O Cinema entre a Realidade e a Ficção

João Batista de Andrade

Em função da ausência involuntária da cineasta Tata Amaral ao último debate da terceira edição da Mostra Faróis do Cinema, o mesmo, conduzido pela jornalista Andréa Cals na noite de 05 de abril de 2014, voltou-se para uma conversa em torno do veterano João Batista de Andrade. O cineasta discorreu tanto sobre sua trajetória de vida pessoal quanto profissional, enfatizando sempre sua inquietação, tanto como pessoa quanto como artista, desde muito cedo – com um foco especial na realidade brasileira.

João Batista, mineiro de nascimento, partiu para São Paulo em 1960, levando na mala sua crise existencial; lá chegando, a fim de cursar engenharia na USP, tendo seu curso interrompido pelo golpe de Estado de 1964. Porém, João contou que foi exatamente na Faculdade, enquanto pôde cursá-la, que descobriu de tudo um pouco em termos de arte, como leitor e escritor voraz que sempre havia sido. No entanto, foi ao deparar-se com o cinema que sofreu seu grande impacto: “O cinema foi avassalador para mim.” Começava então sua carreira, inicialmente como participante do grupo “Kuatro”, sem, no entanto, jamais ter parado de escrever.

A partir da descoberta de um cinema fora do mainstream hollywoodiano, seu ponto de vista acerca de filmes e de como fazê-los tornou-se algo para além da mera descrição da realidade, e sim tendo esta como ponto de partida para uma investigação. Em 1967, já filmando de forma independente, realizou o documentário “Liberdade de Imprensa”, o primeiro de uma série de outros de conteúdo político-social.

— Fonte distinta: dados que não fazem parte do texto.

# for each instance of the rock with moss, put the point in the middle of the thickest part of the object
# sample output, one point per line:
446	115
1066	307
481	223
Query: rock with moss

Ao longo da conversa com o público, João reconheceu influências em seu trabalho, podendo ser literárias, como “O Vermelho e o Negro”, ou inevitavelmente cinematográficas, como o neorrealismo japonês e italiano. Quanto a esse último, reconhece a ligação que existe naturalmente entre “O Bandido Giuliano”, de Francesco Rossi, um de seus faróis, com o episódio por si produzido e dirigido para o Globo Repórter, tendo sua exibição proibida por todas as instâncias do governo: “Wilsinho Galiléia”.

Utilizando atores em seus filmes desde 1977, João opta a partir de então pela fusão da realidade com a ficção, objetivando mostrar um fato consumado, para de forma imaginativa, buscar as razões várias que levaram à consumação daquele fato. Apesar das coincidências que envolvem os bandidos Giuliano e Wilsinho – dois renomados marginais que têm por trás de si histórias contundentes e reveladoras de questões sociais graves – João insiste em filmar sem pesquisa ou qualquer excesso de preparação. Conta que foi assim que descobriu muito mais sobre Wilsinho e seu universo do que se tivesse pesquisado. “Eu faço filmes.” – afirma o cineasta, que de certa forma repudia a ideia de uma separação radical entre documentário e ficção.

Questionado sobre algum farol contemporâneo, João Batista reconhece que considera atualmente muito difícil inspirar-se em algo ou alguém; cita, então, “Melancolia”, de Lars Von Trier, pela sua carga de desesperança perante um mundo tão conturbado. Ainda assim, afirma que se deve seguir em frente, evitando abordar os assuntos pelas beiras: “Vamos direto ao meio do prato!”, propõe.

Atualmente, o cineasta está envolvido na pré-produção do filme “Bravo!”, sobre o músico e regente Carlos Gomes, foco de um projeto para o qual foi contratado como diretor.